Strengthening the financial position
Agthia has adopted a long-term vision aimed at protecting working capital, enhancing the quality of profits and strengthening the group’s financial position in preparation for the next phase of growth. The evaluation conducted by the Group during the third quarter showed a decrease in returns, and this evaluation focused on 4 main areas:
* An agreement was signed to terminate the commercial relationship with “Capri Sun” in December 2020. This trademark will be returned to its owner with effect from January 2021. This has resulted in the write-off of the asset and inventory balance of 9.5 million dirhams.
As part of its ongoing partnership with the municipality, the company will automate the payment and collection of consumer goods sales. This decision will bring the company closer to consumers and provide us with current data, but will result in a one-time accounting settlement for this route, amounting to 7.7 million dirhams.
* Due to the continuing liquidity challenges in the market, the company has conducted a review of some receivables and re-assessed the collection risk. This necessitated the recording of provisions for possible delayed collection of 38 million dirhams in the third quarter, which means that the total allowances for doubtful debts to date amounted to 58 million dirhams. Note that most of these allocations relate to distressed food service sales channels and international markets.
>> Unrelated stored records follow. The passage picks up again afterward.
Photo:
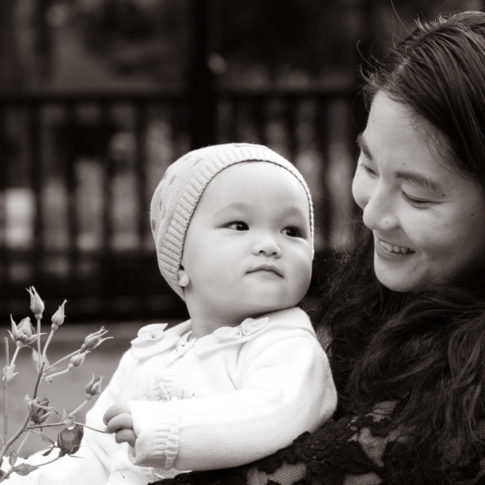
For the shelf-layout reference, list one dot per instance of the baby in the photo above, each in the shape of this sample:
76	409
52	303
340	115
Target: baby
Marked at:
233	228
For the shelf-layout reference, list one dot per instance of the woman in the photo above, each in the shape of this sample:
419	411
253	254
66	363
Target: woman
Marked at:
403	318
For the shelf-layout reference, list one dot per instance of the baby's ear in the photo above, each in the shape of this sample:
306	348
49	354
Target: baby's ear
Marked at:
183	278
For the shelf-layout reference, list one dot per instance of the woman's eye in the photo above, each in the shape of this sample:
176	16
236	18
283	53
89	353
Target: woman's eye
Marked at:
370	171
238	226
292	231
419	203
* The “Covid-19” pandemic has forced many companies to reconsider their portfolios and make proactive decisions in order to achieve long-term benefits by excluding slow-moving commodities, products and raw materials.
Complete the full review
While the full portfolio review will be completed in the fourth quarter of this year, the company has conducted a comprehensive inventory of our slow moving and obsolete stocks, and we have formed a net provision of 7.2 million dirhams for that period in anticipation of the risks related to them.
On the other hand, Agthia is evaluating the non-binding offer it received from the General Holding Company (“Senaat”) to unify the business of “Al Foah LLC.” Wholly owned by “Senaat” with “Agthia Group”.
Agthia’s portfolio of water (Al Ain Water, Al Bayan and Albin) managed to maintain its position in the market in retail channels in terms of value and market share at 29.3% and 26.2% respectively.
It is noteworthy that the total assets of the group as on September 30, 2020 amounted to 3.2 billion dirhams, an increase of 2.7 percent compared to the end of 2019 in parallel with the increase in the cash balance, while the shareholders’ equity in the group amounted to 1.9 billion dirhams for this period.